Our MutableState (returned by mutableStateOf()) delegate just redirects to the value property:

inline operator fun <T> MutableState<T>.setValue(thisObj: Any?, property: KProperty<*>, value: T) {
    this.value = value
}

inline operator fun <T> State<T>.getValue(thisObj: Any?, property: KProperty<*>): T = value

Remembering remember

Let's remember that remember is needed so our values will survive recomposition.

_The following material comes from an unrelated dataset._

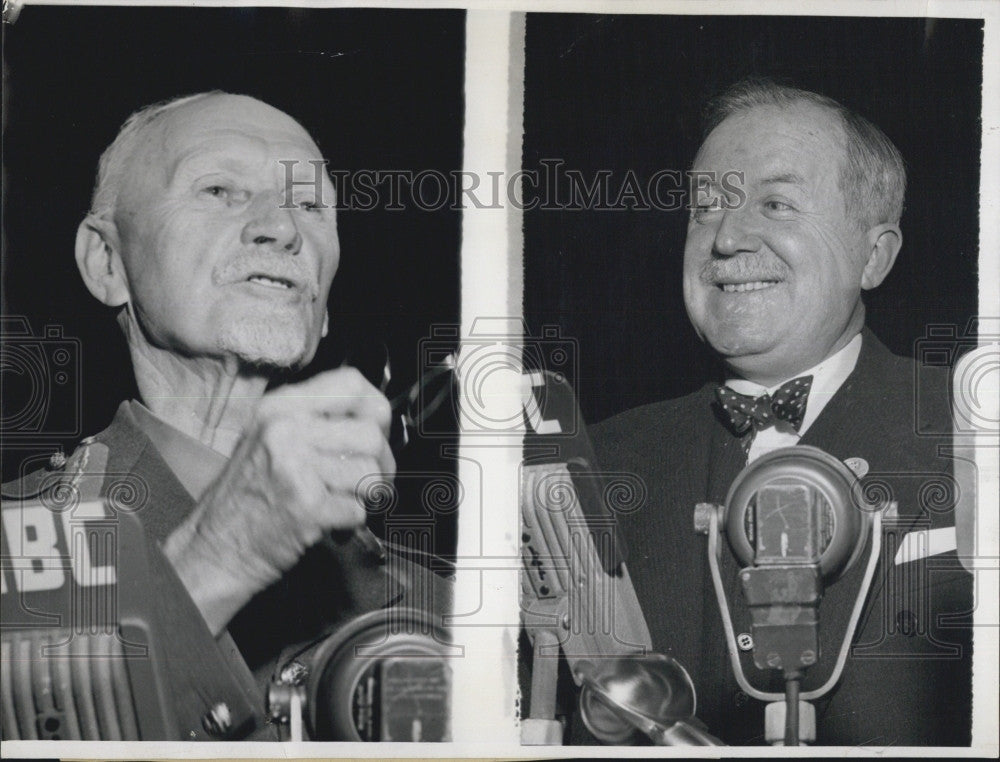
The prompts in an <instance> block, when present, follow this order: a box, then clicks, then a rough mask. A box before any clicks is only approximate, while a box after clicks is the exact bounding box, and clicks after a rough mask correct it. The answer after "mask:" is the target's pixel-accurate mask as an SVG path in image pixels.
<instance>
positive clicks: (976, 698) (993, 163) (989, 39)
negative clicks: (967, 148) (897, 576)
mask: <svg viewBox="0 0 1000 762" xmlns="http://www.w3.org/2000/svg"><path fill="white" fill-rule="evenodd" d="M935 10H949V8H948V6H947V5H945V6H943V7H942V6H938V5H937V4H932V5H931V6H930V7H929V8H928V9H927V11H928V14H929V15H933V12H934V11H935ZM981 11H982V13H983V18H984V22H985V25H984V30H983V104H982V108H983V112H982V114H983V146H982V159H981V162H980V165H979V166H980V178H979V182H980V190H979V317H980V347H981V348H982V347H983V345H984V344H991V343H992V344H996V342H997V341H998V339H1000V254H998V251H1000V4H997V3H992V4H990V5H989V6H987V7H984V8H981ZM984 334H991V335H984ZM981 380H982V381H983V382H984V383H982V384H981V385H980V388H979V389H977V390H972V389H966V390H961V389H955V393H956V398H957V395H961V394H963V391H964V393H965V394H966V395H970V396H972V397H975V392H978V393H979V394H986V395H990V396H989V397H987V401H986V402H985V406H986V407H987V408H989V407H990V406H991V405H993V406H994V407H993V409H994V410H996V407H995V405H996V397H995V395H996V393H997V391H996V390H997V387H998V385H1000V369H997V368H996V367H993V368H992V370H989V371H987V373H986V374H985V377H983V378H982V379H981ZM990 399H992V400H993V401H992V403H991V402H989V400H990ZM974 438H975V440H976V444H977V445H979V444H982V445H984V446H977V448H976V452H975V463H976V470H977V471H978V479H977V484H976V489H977V493H978V494H977V501H978V505H977V506H976V524H977V527H976V536H977V540H978V543H977V544H978V547H977V548H976V551H977V555H980V558H977V559H976V567H977V571H976V611H975V614H974V615H973V622H974V624H975V629H974V630H973V644H972V659H973V670H972V747H973V748H974V749H980V750H983V751H988V753H992V754H994V755H995V754H996V753H997V749H998V745H1000V738H998V732H1000V731H998V726H997V706H998V698H997V685H998V684H1000V667H998V662H997V653H998V652H1000V629H998V627H997V624H998V622H1000V617H998V613H1000V612H998V604H997V601H1000V574H998V571H997V559H998V558H1000V463H998V454H1000V447H998V445H1000V442H998V441H997V440H998V438H1000V432H998V431H997V429H996V428H994V429H993V431H989V430H983V431H982V433H981V434H979V433H977V434H976V436H975V437H974ZM956 439H957V438H956ZM990 440H992V442H991V441H990Z"/></svg>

If we rewrote our FooBar composable above and removed the remember whenever we tapped 'Foo' it would never change to 'Bar' because the update of our MutableState would cause a recomposition which would then ironically cause our value to be lost and set right back to 'Foo' on every tap.

Below is the source code for remember:

inline fun <T> remember(crossinline calculation: @DisallowComposableCalls () -> T): T =
    currentComposer.cache(false, calculation)

So we can see when we call remember we lift the lambda out of the composable and onto the cache property on currentComposer.

For this to make sense we need to know that when you add the @Composable annotation to your composable function it rewrites it to accept a Composer parameter:

So

@Composable fun FooBar() {

becomes

fun FooBar($composer: Composer) {

The compiler also does the same for any call to a composable function within that function, which includes remember.

When recomposition happens, if we've used remember, the current Composer is passed back into our composable function and its remember function and we have access to our same value that was stored during initial composition again.

Wrapping up

Reading backwards through the line:

var foo by remember { mutableStateOf("Foo") }

from:

@Composable
fun FooBar() {
    var text by remember { mutableStateOf("Foo")}

    Text(
        text = "Hello, would you like some $text?",
        modifier = Modifier.clickable {
            text = "Bar"
        }
    )
}

On initial composition, we get a MutableState for our string "Foo" by calling mutableStateOf

We store that in a lambda which remember adds to a cache on the Composer object that will be passed into it from its containing composable.

We create a delegate with by that makes our MutableState less verbose to work with.

When we change the value of our MutableState from "Foo" to "Bar" we trigger recomposition.

When our Composable is recompositioned the composer containing our lambda which contains our MutableState which now holds "Bar" instead of "Foo" is passed back into it and our Text() now shows "Bar" instead of "Foo" too, because our triggering MutableState was remembered instead of being recreated.

And while this semi-detailed account still skips over a lot of detail, that's essentially how our state is being handled in Compose.

Breaking it down this way has helped me understand the code I'm writing in Compose a lot better. If you've stumbled upon this post, I hope it's done the same for you – if not, soz mate.